Somatic variant calling on chromosome 17 identified **9/10** missense SNVs reported for the HCC1143 cell line in the DepMap reference dataset. All recovered variants matched the reference data exactly at genomic position level, demonstrating high concordance between the applied GATK-based workflow and curated mutation profiles for this cell line.

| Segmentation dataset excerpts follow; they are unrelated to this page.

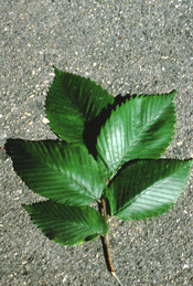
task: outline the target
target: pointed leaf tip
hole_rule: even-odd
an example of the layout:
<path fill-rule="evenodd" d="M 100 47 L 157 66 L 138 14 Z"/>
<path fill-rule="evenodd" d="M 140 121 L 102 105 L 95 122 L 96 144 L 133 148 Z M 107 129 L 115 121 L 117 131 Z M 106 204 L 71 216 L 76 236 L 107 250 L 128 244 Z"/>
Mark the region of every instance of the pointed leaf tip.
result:
<path fill-rule="evenodd" d="M 64 141 L 8 140 L 18 174 L 34 192 L 67 204 L 99 200 L 105 180 L 86 148 Z"/>
<path fill-rule="evenodd" d="M 185 190 L 193 160 L 142 160 L 120 170 L 107 190 L 111 214 L 143 220 L 167 212 Z"/>
<path fill-rule="evenodd" d="M 55 78 L 47 93 L 45 113 L 50 126 L 67 142 L 83 145 L 85 121 L 94 119 L 114 97 L 95 82 L 54 66 Z"/>

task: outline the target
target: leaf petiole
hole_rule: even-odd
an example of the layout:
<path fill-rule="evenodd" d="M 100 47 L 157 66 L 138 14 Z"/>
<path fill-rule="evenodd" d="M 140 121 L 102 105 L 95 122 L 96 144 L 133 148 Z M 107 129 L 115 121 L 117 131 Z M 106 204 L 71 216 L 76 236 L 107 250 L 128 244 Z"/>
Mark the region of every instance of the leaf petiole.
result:
<path fill-rule="evenodd" d="M 101 213 L 104 215 L 104 219 L 105 219 L 106 223 L 108 223 L 106 202 L 105 202 L 104 199 L 101 200 Z M 117 277 L 117 275 L 115 273 L 114 265 L 112 265 L 112 262 L 111 262 L 110 246 L 109 246 L 109 240 L 108 240 L 108 232 L 104 236 L 104 244 L 105 244 L 105 247 L 106 247 L 108 269 L 109 269 L 110 274 L 117 279 L 117 282 L 122 286 L 121 282 L 119 280 L 119 278 Z"/>

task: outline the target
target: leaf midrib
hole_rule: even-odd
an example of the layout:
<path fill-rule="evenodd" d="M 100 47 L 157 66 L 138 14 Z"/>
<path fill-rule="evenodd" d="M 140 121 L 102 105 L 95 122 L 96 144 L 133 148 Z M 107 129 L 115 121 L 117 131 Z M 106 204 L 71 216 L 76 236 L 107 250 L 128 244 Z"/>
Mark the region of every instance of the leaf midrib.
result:
<path fill-rule="evenodd" d="M 185 166 L 179 166 L 178 171 L 180 171 L 181 169 L 185 168 Z M 127 209 L 129 205 L 131 205 L 132 203 L 135 203 L 137 201 L 138 198 L 142 197 L 143 194 L 146 194 L 147 191 L 150 191 L 152 188 L 157 187 L 160 182 L 163 182 L 165 179 L 170 178 L 173 173 L 170 173 L 169 176 L 165 176 L 164 178 L 158 180 L 156 183 L 151 184 L 150 187 L 148 187 L 146 190 L 143 190 L 142 192 L 140 192 L 139 194 L 135 195 L 133 199 L 129 200 L 129 202 L 127 204 L 125 204 L 121 209 L 119 209 L 119 211 L 117 211 L 114 215 L 118 214 L 119 212 L 124 211 L 125 209 Z"/>
<path fill-rule="evenodd" d="M 31 155 L 30 155 L 30 157 L 34 160 L 34 158 L 33 158 Z M 51 169 L 51 170 L 53 170 L 53 171 L 60 173 L 62 177 L 66 178 L 69 182 L 73 182 L 73 183 L 75 183 L 76 186 L 78 186 L 81 189 L 85 190 L 94 200 L 97 200 L 97 198 L 95 198 L 88 190 L 86 190 L 85 188 L 83 188 L 82 186 L 79 186 L 76 181 L 73 181 L 72 179 L 69 179 L 69 178 L 67 178 L 66 176 L 64 176 L 64 173 L 62 173 L 62 172 L 60 171 L 60 169 L 54 169 L 54 168 L 52 168 L 51 166 L 47 166 L 47 165 L 46 165 L 44 161 L 42 161 L 41 159 L 36 159 L 36 158 L 35 158 L 35 160 L 36 160 L 37 162 L 41 162 L 42 165 L 46 166 L 46 168 L 49 168 L 49 169 Z"/>
<path fill-rule="evenodd" d="M 153 119 L 151 121 L 148 123 L 148 125 L 141 130 L 141 133 L 137 136 L 137 138 L 133 140 L 132 145 L 129 146 L 129 148 L 127 149 L 127 151 L 125 152 L 125 155 L 121 157 L 121 159 L 118 162 L 118 166 L 114 172 L 114 174 L 111 176 L 110 180 L 116 176 L 117 171 L 120 169 L 121 161 L 124 160 L 124 158 L 128 155 L 128 152 L 130 151 L 130 149 L 133 147 L 135 142 L 138 140 L 138 138 L 141 136 L 141 134 L 151 125 L 151 123 L 156 119 L 156 117 L 158 117 L 158 115 L 162 114 L 163 110 L 165 109 L 167 105 L 153 117 Z M 133 158 L 137 159 L 137 158 Z M 130 159 L 131 160 L 131 159 Z"/>

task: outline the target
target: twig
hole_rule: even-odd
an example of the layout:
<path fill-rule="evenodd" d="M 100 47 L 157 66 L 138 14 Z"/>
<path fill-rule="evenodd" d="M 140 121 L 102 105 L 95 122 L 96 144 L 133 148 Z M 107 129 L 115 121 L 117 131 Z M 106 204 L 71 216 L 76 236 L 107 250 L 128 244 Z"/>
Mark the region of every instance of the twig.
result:
<path fill-rule="evenodd" d="M 108 223 L 108 215 L 107 215 L 107 210 L 106 210 L 106 202 L 105 200 L 103 199 L 101 200 L 101 213 L 104 215 L 104 219 L 105 221 Z M 105 234 L 104 236 L 104 244 L 105 244 L 105 247 L 106 247 L 106 254 L 107 254 L 107 263 L 108 263 L 108 268 L 109 268 L 109 272 L 110 274 L 117 279 L 117 282 L 124 286 L 121 284 L 121 282 L 119 280 L 119 278 L 117 277 L 116 273 L 115 273 L 115 269 L 114 269 L 114 266 L 112 266 L 112 262 L 111 262 L 111 255 L 110 255 L 110 247 L 109 247 L 109 240 L 108 240 L 108 232 Z"/>

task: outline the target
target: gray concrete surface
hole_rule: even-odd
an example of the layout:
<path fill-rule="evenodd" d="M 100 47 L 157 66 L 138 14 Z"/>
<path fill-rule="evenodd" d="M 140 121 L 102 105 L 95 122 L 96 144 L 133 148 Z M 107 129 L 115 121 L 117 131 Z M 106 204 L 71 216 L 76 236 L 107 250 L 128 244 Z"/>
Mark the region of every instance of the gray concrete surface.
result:
<path fill-rule="evenodd" d="M 193 1 L 1 1 L 0 146 L 7 138 L 56 138 L 44 103 L 53 64 L 114 96 L 176 88 L 176 131 L 164 157 L 193 158 Z M 0 285 L 118 285 L 101 242 L 61 246 L 21 203 L 41 198 L 0 149 Z M 193 285 L 193 171 L 175 206 L 156 219 L 110 222 L 124 285 Z"/>

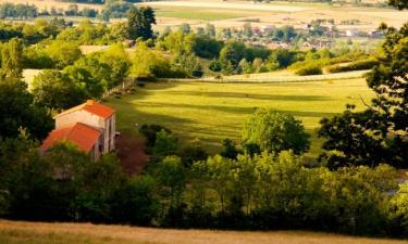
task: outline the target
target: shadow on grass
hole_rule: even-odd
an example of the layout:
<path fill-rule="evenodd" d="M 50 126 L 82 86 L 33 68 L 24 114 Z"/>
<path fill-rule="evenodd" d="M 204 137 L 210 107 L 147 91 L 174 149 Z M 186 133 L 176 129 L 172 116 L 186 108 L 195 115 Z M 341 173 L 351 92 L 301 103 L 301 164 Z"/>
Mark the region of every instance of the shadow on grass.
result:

Only one reference mutation, located in SRSF1, was not detected in the present analysis. The absence of this variant may be explained by multiple factors, including insufficient sequencing depth, low VAF due to subclonality or differences in cell line passage. Additionally, SRSF1 is located in a GC-rich genomic region, which can be challenging during library preparation and exome capture, leading to reduced amplification efficiency and decreased sensitivity for mutation detection at this locus. Notably, the missing SRSF1 mutation exhibits the lowest reported VAF in the reference real_muts dataset. 

## Possible improvements and future refinements

Further sensitivity could potentially be achieved by incorporating a Panel of Normals (PoN) to improve removal of recurrent technical artifacts. While PoN usage may not directly rescue true low-coverage variants, it can reduce background noise and increase confidence in borderline calls.